Flooding Performance analysis and Decision Criteria
CMG-STARS is useful in modelling the surfactant/polymer/nanoparticle
flooding experiment, with good agreement between the experimental and
simulated data [17,37,65,68]. Figs. 13(a), 13(b) and 13(c) show the
oil saturation, water cut and recovery factor profiles for different
chemical fluid compositions respectively. A Cartesian model was
developed with constant injection rate and constant pressure condition
to investigate the EOR performance of analyzed fluids. Oil saturation
curves showed that surfactant-polymer-nanoparticle aqueous fluids are
capable of extracting maximum amount of trapped crude oil in comparison
to other analyzed systems. The residual oil saturation
(sor) values for cases I, II and III were found to be
31.96%, 30.68% and 29.30% respectively at the end of simulation
tests. Crude oil was recovered during secondary flooding experiments,
until water cut reaches ≥ 95%. At this stage, tertiary fluids were
introduced to improve oil production and reduce water cut percentages.
All three flooding instances discussed herein showed similar behavior in
terms of water cut versus pore volume plots. In fact, oil displacement
experiment was stopped when the quantity of produced oil was extremely
low from economical aspect. EOR investigations achieved crude oil
recoveries of 15.06% during {14-6-14 GS + chase water} flooding,
17.42% during {14-6-14 GS + PHPA + chase water} flooding, and 18.49%
during {14-6-14 GS + PHPA + SiO2 + chase water}
flooding. Surfactant-polymer-nanoparticle (SPN) flooding recovered an
additional ~1.07% of OOIP over surfactant-polymer
flooding; and 3.43% over conventional surfactant flooding process. The
simulated results were successfully matched with experimental flooding
data. This may not seem very significant in terms of percentages.
However, if the field-scale data is assumed, additional barrels of crude
oil can be produced. This translates to improved efficacy of
surfactant-polymer-nanoparticle based EOR method.
Fig. 13. Flooding performance versus injected pore volume (PV)

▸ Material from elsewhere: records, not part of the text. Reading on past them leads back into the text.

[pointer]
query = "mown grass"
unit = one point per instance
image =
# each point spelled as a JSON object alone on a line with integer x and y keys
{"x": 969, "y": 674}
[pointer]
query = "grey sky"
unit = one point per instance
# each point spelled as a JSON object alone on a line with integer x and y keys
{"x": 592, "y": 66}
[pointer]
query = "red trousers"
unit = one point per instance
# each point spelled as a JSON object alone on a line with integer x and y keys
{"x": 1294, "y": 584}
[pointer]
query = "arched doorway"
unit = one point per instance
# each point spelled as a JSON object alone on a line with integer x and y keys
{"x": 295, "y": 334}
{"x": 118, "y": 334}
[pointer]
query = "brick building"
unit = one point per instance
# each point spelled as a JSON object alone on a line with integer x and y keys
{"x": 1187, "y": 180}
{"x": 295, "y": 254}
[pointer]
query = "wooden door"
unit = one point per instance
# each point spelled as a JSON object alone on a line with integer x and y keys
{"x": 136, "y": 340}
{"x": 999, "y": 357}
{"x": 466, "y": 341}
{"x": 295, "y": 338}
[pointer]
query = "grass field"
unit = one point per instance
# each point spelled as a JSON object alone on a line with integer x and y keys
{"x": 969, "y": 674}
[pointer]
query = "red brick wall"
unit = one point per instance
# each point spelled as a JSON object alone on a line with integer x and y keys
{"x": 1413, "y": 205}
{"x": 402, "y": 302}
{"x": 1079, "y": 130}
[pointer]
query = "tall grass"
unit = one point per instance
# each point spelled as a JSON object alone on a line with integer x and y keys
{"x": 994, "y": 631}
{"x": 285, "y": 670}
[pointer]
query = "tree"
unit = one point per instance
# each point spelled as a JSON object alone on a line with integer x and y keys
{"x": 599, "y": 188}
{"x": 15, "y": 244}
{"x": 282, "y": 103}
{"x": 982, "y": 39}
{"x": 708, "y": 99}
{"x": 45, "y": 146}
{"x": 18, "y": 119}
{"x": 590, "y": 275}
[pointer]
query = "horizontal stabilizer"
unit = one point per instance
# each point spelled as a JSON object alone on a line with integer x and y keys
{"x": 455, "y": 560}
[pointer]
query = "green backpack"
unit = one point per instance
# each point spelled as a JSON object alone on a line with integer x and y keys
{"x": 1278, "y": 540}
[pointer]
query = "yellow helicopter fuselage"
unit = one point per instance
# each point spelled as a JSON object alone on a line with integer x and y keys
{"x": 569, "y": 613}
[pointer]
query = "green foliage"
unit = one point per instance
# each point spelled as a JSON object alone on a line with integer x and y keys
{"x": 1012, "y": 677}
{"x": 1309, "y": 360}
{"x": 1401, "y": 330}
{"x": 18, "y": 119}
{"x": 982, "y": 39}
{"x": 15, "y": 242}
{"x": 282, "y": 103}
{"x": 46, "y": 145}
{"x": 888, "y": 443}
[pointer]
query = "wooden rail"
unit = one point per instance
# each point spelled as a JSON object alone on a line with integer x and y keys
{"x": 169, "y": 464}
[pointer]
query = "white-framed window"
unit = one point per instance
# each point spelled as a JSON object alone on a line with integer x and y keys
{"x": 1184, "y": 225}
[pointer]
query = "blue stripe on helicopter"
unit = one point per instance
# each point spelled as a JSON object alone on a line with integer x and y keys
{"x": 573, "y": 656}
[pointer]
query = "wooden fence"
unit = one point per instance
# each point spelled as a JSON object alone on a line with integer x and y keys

of different aqueous EOR fluids, expressed in terms of (a) oil
saturation; (b) water cut; and (c) recovery factor.
Conclusions
Laboratory core-flood experiments were simulated using CMG-STARS to
investigate the flooding performance of {14-6-14 GS +/ PHPA polymer +/
SiO2 nanoparticle} aqueous fluids. Aqueous chemical
systems exhibited ultra-low IFT, rock-wetting behavior and pseudoplastic
flow character, as evident from experimental analyses. Surfactant fluids
were characterized by micelles/aggregates in bulk phase, which altered
to network structure of dispersed micelles interconnected by entangled
polymer chains in surfactant-polymer solutions. This structural
attribute becomes more pronounced in the surfactant-polymer-nanoparticle
(SPN) fluids, resulting in the formation of supra-molecular network
structure with enhanced oil-attracting properties. Cartesian
single-porosity model was employed to develop a robust numerical
approach to match flooding properties of analyzed fluids. Initially,
water-flood was simulated for 208 min. After secondary oil recovery,
tertiary chemicals were injected to improve oil production and maintain
pressure drop within reservoir pore-throats. This flooding process
involved chemical injection period of 86 min, and ~150
min chase-water flooding period. Oil saturation maps showed that oil
saturation within core sample decreased to 31.96%, 30.68% and 29.30%
of original liquid content at the end of flooding studies, involving
{14-6-14 GS}, {14-6-14 GS + PHPA} and {14-6-14 GS + PHPA +
SiO2} fluids respectively. Relative permeability curves
were adjusted to model flooding results, and proved to be useful in
predicting oil displacement results. Tertiary flooding simulations
revealed EOR percentages of 15.06%, 17.42% and 18.49% of original oil
in place (OOIP) in the presence of {14-6-14 GS + chase water},
{14-6-14 GS + PHPA + chase water} and {14-6-14 GS + PHPA +
SiO2 + chase water} respectively. In summary, the
analyzed aqueous fluids exhibit favorable recoveries and economic
feasibility for EOR in sandstone rock systems.